Ref-counting in Rust is often dealt with via RAII, and is safe through that, both in that RAII means the refcount is managed correctly and without input from the coder, but also Rc (and I presume Arc) will abort on overflow. I don't know if that would fully translate to kernel code, given that we might be taking refs due to the actions of userland, and that might be happening near the userland/kernel boundary and be reasonably subject to unsafe code that could very well fall prey to the same problems.
Yes, but fundamentally the kernel's inability to handle exceptional cases is all in deference to performance. Non-performance-critical sections, which in a fair analysis would be 99.9% of the kernel at least, should be written in a language and style that provides structured unwinding, not just jumping to the error case and whoops I accidentally jumped beyond all the unlocks and reference count decrements and deallocations. That's the issue.
You wouldn't allow code that aborts without cleanup in these areas of the kernel, or in the kernel at all.
You can't make a similar rule against null dereferences, because those happen by accident. (Unless you wrap every single pointer dereference, which is not happening.)
If you don't allow aborting, then the compiler makes you write an error-handling path that returns, and the cleanup code will not be skipped.

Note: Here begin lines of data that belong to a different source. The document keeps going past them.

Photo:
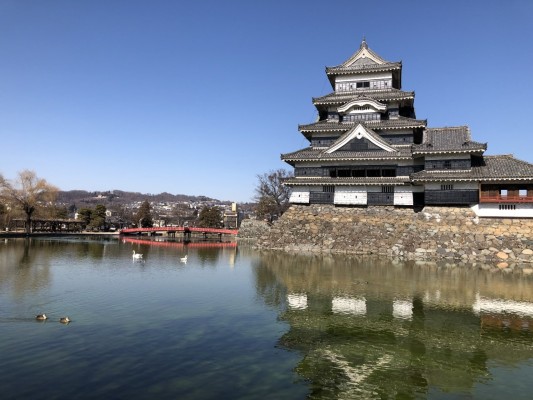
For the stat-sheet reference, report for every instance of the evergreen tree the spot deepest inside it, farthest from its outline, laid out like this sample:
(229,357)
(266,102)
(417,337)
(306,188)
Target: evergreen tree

These juvenile and facile retorts do not elevate the discourse, nor are they a good look. As a long-time OpenBSD developer you have a lot of smart things to say about technical subjects, including kernels specifically, and I wish you would leave the dumb snarky comments unwritten.
If an abort function still triggers cleanup, then yes it is better. C doesn't have such a thing, so your sarcasm about 'telling them' is unwarranted.
If an abort function doesn't trigger cleanup, then you can block it at compile time to prevent this kind of bug. But before you can even think about doing that, you need to split pointers into nullable and non-nullable. And the kernel devs already know about that idea, and how hard it is to implement in C.
Nobody is naively suggesting "hey kernel devs do this thing!" as if there isn't decades of momentum behind the current codebase. It's just a look at how C is bad at this particular kind of bug.
Ideally it has a iterator construct built in so it views an empty linked list chain truly as an empty list without derefencing the first (null) item preemptively.
In order to have the safe language I believe you would need to decompose the code shown here in show_smaps_rollup(). If the null deref occurred in the unsafe portion it would likely still do an oops. If the null deref occurred in the safe portion it would likely exit safely and cause the syscall to return some errno that describes a kernel fault.